请参见图4,本申请实施例提供的高通量测序背景下的基因数据处理装置,可以包括:Please refer to Figure 4, the genetic data processing device under the background of high-throughput sequencing provided by the embodiment of the present application may include:
数据块获取单元21,用于当第一存储器的第一预留区域中的可用空间达到预设容量时,获取预设大小的基因数据块,并将所述基因数据块输入至所述第一存储器的第一预留区域中,其中,所述基因数据块为从测序平台实时传入的短序列集合,所述第一预留区域具备容纳N个基因数据块的能力,所述预设大小不大于所述预设容量;A data
数据块处理单元22,用于基于所述基因数据块中各短序列的数据特性,对所述基因数据块进行压缩,得到基因数据压缩块,将所述基因数据压缩块保留在第一存储器的第二预留区域中,并从第一存储器中释放所述基因数据块,所述第二预留区域具备容纳M个基因数据压缩块的能力;The data
数据块导出单元23,用于当第一存储器中的基因数据压缩块的数目达到J之后,将J个基因数据压缩块输出至第二存储器中,并从第一存储器中释放所述J个基因数据压缩块;The data block deriving
其中,N、M、J均为预设的自然数,且J不大于M。Wherein, N, M, and J are all preset natural numbers, and J is not greater than M.
在本申请的一些实施例中,In some embodiments of the present application,
所述短序列包括元数据、碱基数据和质量数据;基于所述基因数据块中各短序列的数据特性,对所述基因数据块进行压缩的过程,包括:The short sequence includes metadata, base data and quality data; based on the data characteristics of each short sequence in the gene data block, the process of compressing the gene data block includes:
利用预设的参考基因组对所述基因数据块中的碱基数据进行比对,并根据比对结果对所述基因数据块中的碱基数据进行压缩;comparing the base data in the gene data block with a preset reference genome, and compressing the base data in the gene data block according to the comparison result;
采用增量编码技术或游程长度编码技术对所述基因数据块中的元数据进行压缩;Compressing the metadata in the genetic data block by using incremental encoding technology or run-length encoding technology;
通过预设的自适应模型确定所述质量数据的复杂度,并基于所述复杂度确定第一目标阶数的上下文统计模型;determining the complexity of the quality data through a preset adaptive model, and determining a context statistical model of a first target order based on the complexity;
利用所述第一目标阶数的上下文统计模型对所述质量数据进行压缩,得到第一中间压缩结果;Compressing the quality data by using the context statistical model of the first target order to obtain a first intermediate compression result;
采用游程长度编码技术、ANS+FSE编码技术、算术编码技术或哈夫曼编码技术对所述第一中间压缩结果进行压缩。The first intermediate compression result is compressed by using run-length coding technology, ANS+FSE coding technology, arithmetic coding technology or Huffman coding technology.

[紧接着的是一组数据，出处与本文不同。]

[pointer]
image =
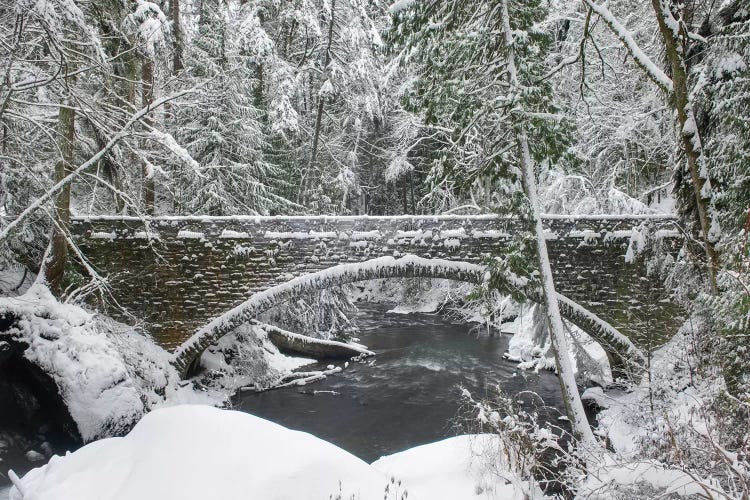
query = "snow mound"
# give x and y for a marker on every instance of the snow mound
(457, 468)
(204, 452)
(105, 393)
(195, 452)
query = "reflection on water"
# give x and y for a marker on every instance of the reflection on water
(408, 394)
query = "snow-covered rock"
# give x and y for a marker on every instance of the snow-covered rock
(105, 393)
(199, 452)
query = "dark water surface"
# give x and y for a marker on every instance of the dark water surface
(408, 393)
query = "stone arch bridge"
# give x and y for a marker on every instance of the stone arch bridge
(175, 274)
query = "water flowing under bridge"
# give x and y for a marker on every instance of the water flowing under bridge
(178, 273)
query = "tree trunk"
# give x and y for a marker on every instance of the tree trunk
(147, 82)
(55, 267)
(571, 396)
(177, 40)
(319, 115)
(689, 135)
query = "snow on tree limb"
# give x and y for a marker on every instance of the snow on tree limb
(388, 267)
(644, 61)
(91, 161)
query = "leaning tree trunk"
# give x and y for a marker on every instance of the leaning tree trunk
(306, 180)
(147, 82)
(689, 134)
(55, 267)
(176, 37)
(571, 396)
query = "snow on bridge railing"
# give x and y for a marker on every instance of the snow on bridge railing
(333, 218)
(481, 226)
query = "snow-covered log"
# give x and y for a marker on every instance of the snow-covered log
(310, 346)
(408, 266)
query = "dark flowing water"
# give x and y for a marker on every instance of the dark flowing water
(408, 393)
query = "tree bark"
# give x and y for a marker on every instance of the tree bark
(147, 82)
(571, 396)
(319, 114)
(177, 37)
(55, 267)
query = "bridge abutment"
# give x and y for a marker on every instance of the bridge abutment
(176, 273)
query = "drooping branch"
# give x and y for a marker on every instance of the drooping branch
(124, 131)
(651, 69)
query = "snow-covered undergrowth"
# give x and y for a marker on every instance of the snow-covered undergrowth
(529, 345)
(109, 375)
(677, 432)
(205, 453)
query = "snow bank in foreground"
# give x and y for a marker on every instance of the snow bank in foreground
(204, 452)
(104, 393)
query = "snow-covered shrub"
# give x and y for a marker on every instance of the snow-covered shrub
(107, 374)
(325, 314)
(681, 421)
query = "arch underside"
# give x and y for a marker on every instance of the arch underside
(620, 349)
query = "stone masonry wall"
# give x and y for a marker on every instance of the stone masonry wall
(175, 273)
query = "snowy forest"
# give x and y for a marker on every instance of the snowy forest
(330, 127)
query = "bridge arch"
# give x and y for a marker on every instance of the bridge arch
(622, 353)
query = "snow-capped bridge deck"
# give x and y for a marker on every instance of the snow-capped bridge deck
(177, 273)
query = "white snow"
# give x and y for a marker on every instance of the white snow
(400, 5)
(191, 235)
(204, 453)
(229, 234)
(457, 468)
(651, 68)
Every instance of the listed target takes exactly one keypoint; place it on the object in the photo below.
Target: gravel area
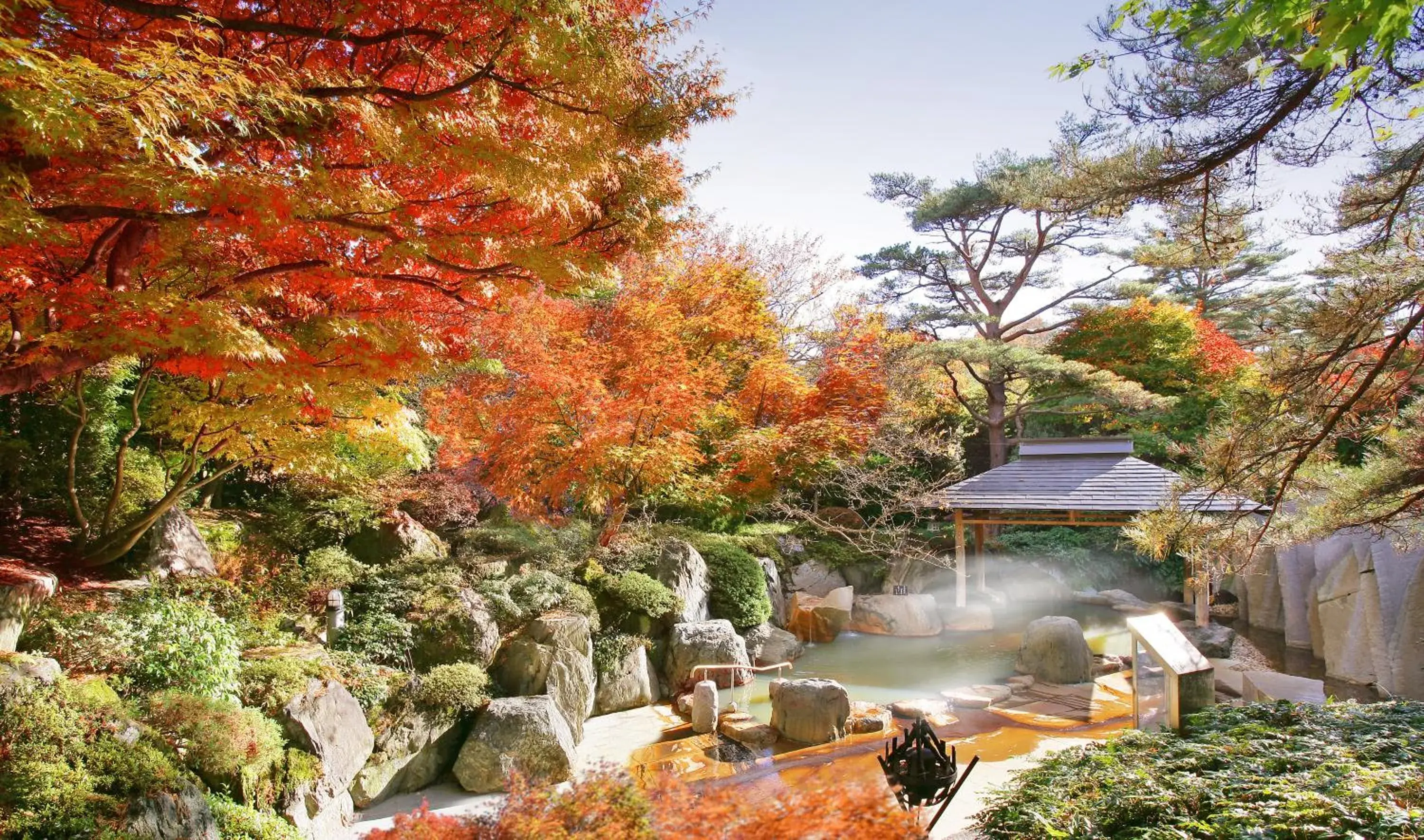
(1249, 657)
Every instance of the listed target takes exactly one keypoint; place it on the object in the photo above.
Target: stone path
(1068, 707)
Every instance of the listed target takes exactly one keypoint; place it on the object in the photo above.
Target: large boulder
(774, 590)
(177, 549)
(413, 752)
(684, 571)
(398, 536)
(1259, 593)
(180, 815)
(705, 643)
(865, 577)
(821, 620)
(554, 655)
(318, 813)
(809, 711)
(453, 627)
(1407, 641)
(1054, 650)
(768, 645)
(22, 588)
(20, 672)
(628, 685)
(896, 616)
(815, 579)
(516, 735)
(1214, 641)
(1350, 621)
(327, 721)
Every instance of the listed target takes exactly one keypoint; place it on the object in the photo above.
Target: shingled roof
(1080, 475)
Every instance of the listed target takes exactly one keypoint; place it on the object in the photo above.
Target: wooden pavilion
(1066, 482)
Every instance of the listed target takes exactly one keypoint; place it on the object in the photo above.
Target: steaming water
(890, 668)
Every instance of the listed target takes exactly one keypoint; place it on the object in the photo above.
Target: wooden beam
(979, 557)
(960, 573)
(1047, 522)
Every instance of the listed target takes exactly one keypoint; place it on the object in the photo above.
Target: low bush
(241, 822)
(149, 643)
(379, 637)
(257, 614)
(70, 765)
(525, 597)
(738, 584)
(611, 648)
(372, 684)
(331, 567)
(220, 536)
(1261, 771)
(634, 593)
(231, 748)
(446, 631)
(542, 547)
(458, 688)
(832, 553)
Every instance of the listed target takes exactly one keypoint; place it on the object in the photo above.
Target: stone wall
(1353, 600)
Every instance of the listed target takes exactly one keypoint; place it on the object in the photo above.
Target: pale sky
(839, 90)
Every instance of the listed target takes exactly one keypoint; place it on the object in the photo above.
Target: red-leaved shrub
(611, 806)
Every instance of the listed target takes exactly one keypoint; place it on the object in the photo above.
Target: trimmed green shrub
(458, 688)
(69, 765)
(231, 748)
(332, 567)
(539, 546)
(240, 822)
(611, 648)
(636, 593)
(445, 631)
(379, 637)
(149, 643)
(369, 682)
(738, 586)
(220, 536)
(516, 601)
(255, 616)
(271, 684)
(832, 553)
(1261, 771)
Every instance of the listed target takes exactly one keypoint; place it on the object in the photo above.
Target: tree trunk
(613, 520)
(994, 411)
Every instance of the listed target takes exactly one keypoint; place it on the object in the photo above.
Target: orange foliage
(319, 188)
(610, 806)
(674, 383)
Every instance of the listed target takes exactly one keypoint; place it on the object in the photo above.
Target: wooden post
(979, 554)
(960, 573)
(1204, 601)
(1188, 590)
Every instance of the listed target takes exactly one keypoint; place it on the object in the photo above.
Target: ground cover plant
(1262, 771)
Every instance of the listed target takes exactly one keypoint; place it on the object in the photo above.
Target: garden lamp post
(335, 616)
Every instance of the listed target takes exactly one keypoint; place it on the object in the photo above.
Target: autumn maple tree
(284, 210)
(671, 383)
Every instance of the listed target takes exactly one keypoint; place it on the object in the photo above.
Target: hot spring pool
(883, 670)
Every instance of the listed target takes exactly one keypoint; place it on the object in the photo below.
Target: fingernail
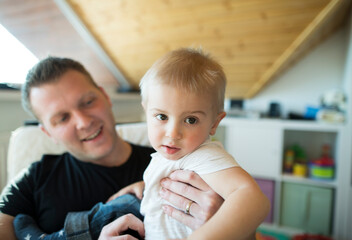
(162, 192)
(162, 182)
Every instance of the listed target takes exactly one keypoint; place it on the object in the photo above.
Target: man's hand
(184, 186)
(115, 230)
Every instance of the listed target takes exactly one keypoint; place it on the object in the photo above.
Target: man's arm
(6, 228)
(183, 186)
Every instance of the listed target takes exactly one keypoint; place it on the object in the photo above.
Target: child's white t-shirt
(208, 158)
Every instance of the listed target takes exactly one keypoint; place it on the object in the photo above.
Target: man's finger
(179, 216)
(181, 203)
(189, 177)
(181, 192)
(122, 224)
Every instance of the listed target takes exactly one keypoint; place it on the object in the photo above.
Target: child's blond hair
(188, 69)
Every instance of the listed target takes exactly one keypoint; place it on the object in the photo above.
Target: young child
(183, 98)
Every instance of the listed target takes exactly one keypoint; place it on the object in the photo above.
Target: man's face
(77, 114)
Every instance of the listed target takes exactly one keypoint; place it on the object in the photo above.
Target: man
(74, 111)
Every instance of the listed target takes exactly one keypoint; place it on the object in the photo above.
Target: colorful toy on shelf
(295, 161)
(323, 168)
(289, 160)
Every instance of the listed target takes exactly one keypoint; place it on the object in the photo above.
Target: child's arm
(244, 209)
(135, 188)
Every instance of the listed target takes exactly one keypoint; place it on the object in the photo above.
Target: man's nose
(174, 131)
(83, 120)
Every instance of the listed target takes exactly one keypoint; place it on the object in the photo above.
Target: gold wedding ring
(188, 207)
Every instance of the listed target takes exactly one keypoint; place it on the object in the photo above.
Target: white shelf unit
(259, 147)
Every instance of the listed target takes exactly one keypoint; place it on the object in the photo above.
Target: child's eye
(191, 120)
(161, 117)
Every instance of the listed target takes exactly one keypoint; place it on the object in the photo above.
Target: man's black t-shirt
(59, 184)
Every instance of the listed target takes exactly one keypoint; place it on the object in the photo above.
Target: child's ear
(218, 119)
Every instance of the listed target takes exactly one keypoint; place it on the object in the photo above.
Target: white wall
(303, 84)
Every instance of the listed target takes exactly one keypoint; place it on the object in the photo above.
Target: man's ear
(105, 94)
(46, 132)
(218, 119)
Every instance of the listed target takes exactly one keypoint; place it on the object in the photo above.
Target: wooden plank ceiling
(254, 40)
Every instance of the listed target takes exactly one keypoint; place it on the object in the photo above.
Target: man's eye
(191, 120)
(62, 119)
(161, 117)
(89, 102)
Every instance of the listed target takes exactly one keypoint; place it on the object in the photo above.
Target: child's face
(178, 122)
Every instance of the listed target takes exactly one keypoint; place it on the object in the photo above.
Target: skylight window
(15, 59)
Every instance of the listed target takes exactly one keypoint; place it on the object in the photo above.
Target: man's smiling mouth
(94, 135)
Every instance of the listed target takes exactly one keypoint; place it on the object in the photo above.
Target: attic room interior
(287, 99)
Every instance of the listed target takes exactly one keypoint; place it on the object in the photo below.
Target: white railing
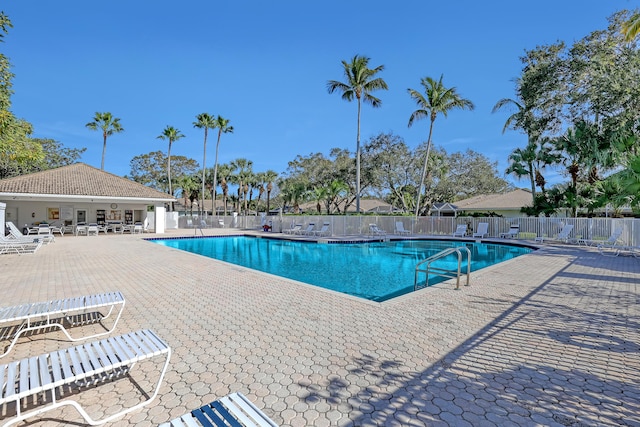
(351, 225)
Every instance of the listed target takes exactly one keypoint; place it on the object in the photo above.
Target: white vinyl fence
(353, 225)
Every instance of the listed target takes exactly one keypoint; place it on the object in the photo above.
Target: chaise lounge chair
(15, 233)
(482, 231)
(400, 228)
(461, 230)
(232, 410)
(54, 314)
(87, 364)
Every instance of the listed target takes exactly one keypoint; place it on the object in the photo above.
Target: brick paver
(551, 338)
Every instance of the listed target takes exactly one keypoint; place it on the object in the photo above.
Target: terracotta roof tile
(79, 179)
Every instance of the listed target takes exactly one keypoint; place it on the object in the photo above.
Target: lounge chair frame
(229, 410)
(482, 230)
(88, 363)
(44, 315)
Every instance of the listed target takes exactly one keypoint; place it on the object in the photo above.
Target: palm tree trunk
(204, 169)
(104, 149)
(169, 175)
(215, 169)
(358, 162)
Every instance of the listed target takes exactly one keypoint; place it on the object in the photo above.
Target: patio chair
(611, 241)
(562, 236)
(92, 229)
(514, 230)
(324, 230)
(482, 231)
(374, 230)
(19, 246)
(461, 230)
(400, 228)
(15, 233)
(54, 314)
(234, 409)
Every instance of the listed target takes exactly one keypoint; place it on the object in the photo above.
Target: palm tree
(223, 127)
(204, 121)
(172, 134)
(243, 168)
(631, 27)
(438, 100)
(108, 125)
(360, 82)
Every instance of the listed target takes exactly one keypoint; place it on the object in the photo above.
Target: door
(81, 216)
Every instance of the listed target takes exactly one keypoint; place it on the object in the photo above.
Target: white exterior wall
(28, 212)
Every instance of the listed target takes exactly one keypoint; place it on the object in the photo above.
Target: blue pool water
(376, 271)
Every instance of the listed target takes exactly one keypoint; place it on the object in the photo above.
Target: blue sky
(264, 66)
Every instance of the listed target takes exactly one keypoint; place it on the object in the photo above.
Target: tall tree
(171, 134)
(222, 125)
(18, 152)
(360, 81)
(438, 100)
(204, 121)
(269, 177)
(108, 125)
(631, 27)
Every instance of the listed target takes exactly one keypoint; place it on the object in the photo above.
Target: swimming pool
(377, 271)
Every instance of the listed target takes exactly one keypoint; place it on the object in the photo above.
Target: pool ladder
(430, 269)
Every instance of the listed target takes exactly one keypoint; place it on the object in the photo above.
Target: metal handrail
(440, 271)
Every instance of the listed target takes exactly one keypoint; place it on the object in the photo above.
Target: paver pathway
(551, 338)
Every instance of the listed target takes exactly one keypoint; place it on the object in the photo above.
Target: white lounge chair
(89, 363)
(562, 236)
(482, 231)
(374, 230)
(234, 410)
(400, 228)
(611, 241)
(15, 233)
(19, 246)
(461, 230)
(92, 229)
(324, 230)
(514, 231)
(306, 231)
(47, 315)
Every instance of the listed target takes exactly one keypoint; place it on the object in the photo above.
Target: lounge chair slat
(12, 369)
(64, 364)
(58, 379)
(45, 375)
(27, 377)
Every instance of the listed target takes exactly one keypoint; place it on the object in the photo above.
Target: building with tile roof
(81, 193)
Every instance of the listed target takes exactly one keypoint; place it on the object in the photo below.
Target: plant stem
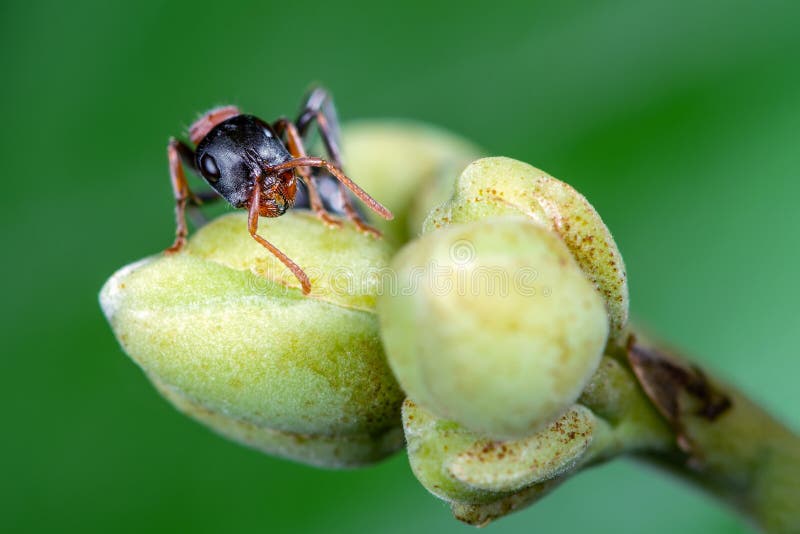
(725, 443)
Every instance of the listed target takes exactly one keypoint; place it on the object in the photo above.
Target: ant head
(232, 158)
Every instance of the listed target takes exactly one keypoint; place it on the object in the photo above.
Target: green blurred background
(680, 121)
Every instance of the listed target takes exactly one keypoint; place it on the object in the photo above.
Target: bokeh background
(680, 121)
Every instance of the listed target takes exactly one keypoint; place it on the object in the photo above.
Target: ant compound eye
(209, 167)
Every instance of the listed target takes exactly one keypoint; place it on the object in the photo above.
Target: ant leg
(179, 154)
(200, 128)
(252, 227)
(319, 106)
(176, 151)
(373, 204)
(296, 148)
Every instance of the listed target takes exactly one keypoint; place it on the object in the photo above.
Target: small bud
(224, 332)
(503, 186)
(467, 469)
(410, 166)
(493, 325)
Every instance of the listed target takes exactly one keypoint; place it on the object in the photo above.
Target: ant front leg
(179, 154)
(373, 204)
(297, 150)
(176, 152)
(319, 106)
(252, 227)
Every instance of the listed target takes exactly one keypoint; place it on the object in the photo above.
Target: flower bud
(467, 469)
(503, 186)
(492, 325)
(409, 166)
(224, 332)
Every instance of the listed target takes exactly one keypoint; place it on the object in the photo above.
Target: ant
(252, 165)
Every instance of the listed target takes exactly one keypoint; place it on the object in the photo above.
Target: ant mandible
(246, 162)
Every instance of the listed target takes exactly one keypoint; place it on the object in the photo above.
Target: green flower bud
(465, 468)
(493, 325)
(224, 332)
(410, 166)
(503, 186)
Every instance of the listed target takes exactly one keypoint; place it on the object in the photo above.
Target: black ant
(246, 162)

在本申请的一些实施例中,数据块处理单元22利用预设的参考基因组对所述基因数据块中的碱基数据进行比对,并根据比对结果对所述基因数据块中的碱基数据进行压缩的过程,可以包括:In some embodiments of the present application, the data
将所述基因数据块中的碱基数据划分成多个子序列;Divide the base data in the gene data block into multiple subsequences;
采用哈希比对方法将每一子序列与预设的参考基因组进行比对,得到每一子序列的匹配信息,所述匹配信息包括错配值;Comparing each subsequence with a preset reference genome using a hash comparison method to obtain matching information for each subsequence, the matching information including a mismatch value;
对于错配值小于或等于预设阈值的子序列,基于所述子序列的匹配信息,对所述子序列进行压缩;For a subsequence whose mismatch value is less than or equal to a preset threshold, compress the subsequence based on the matching information of the subsequence;
对于错配值大于预设阈值的子序列:For subsequences with mismatch values greater than a preset threshold:
通过预设的自适应模型确定所述子序列的复杂度,并基于所述复杂度确定第二目标阶数的上下文统计模型;determining the complexity of the subsequence through a preset adaptive model, and determining a context statistical model of a second target order based on the complexity;
利用所述第二目标阶数的上下文统计模型对所述子序列进行压缩,得到第二中间压缩结果;compressing the subsequence by using the context statistical model of the second target order to obtain a second intermediate compression result;
采用游程长度编码技术、ANS+FSE编码技术、算术编码技术或哈夫曼编码技术对所述第二中间压缩结果进行压缩。The second intermediate compression result is compressed by using run-length coding technology, ANS+FSE coding technology, arithmetic coding technology or Huffman coding technology.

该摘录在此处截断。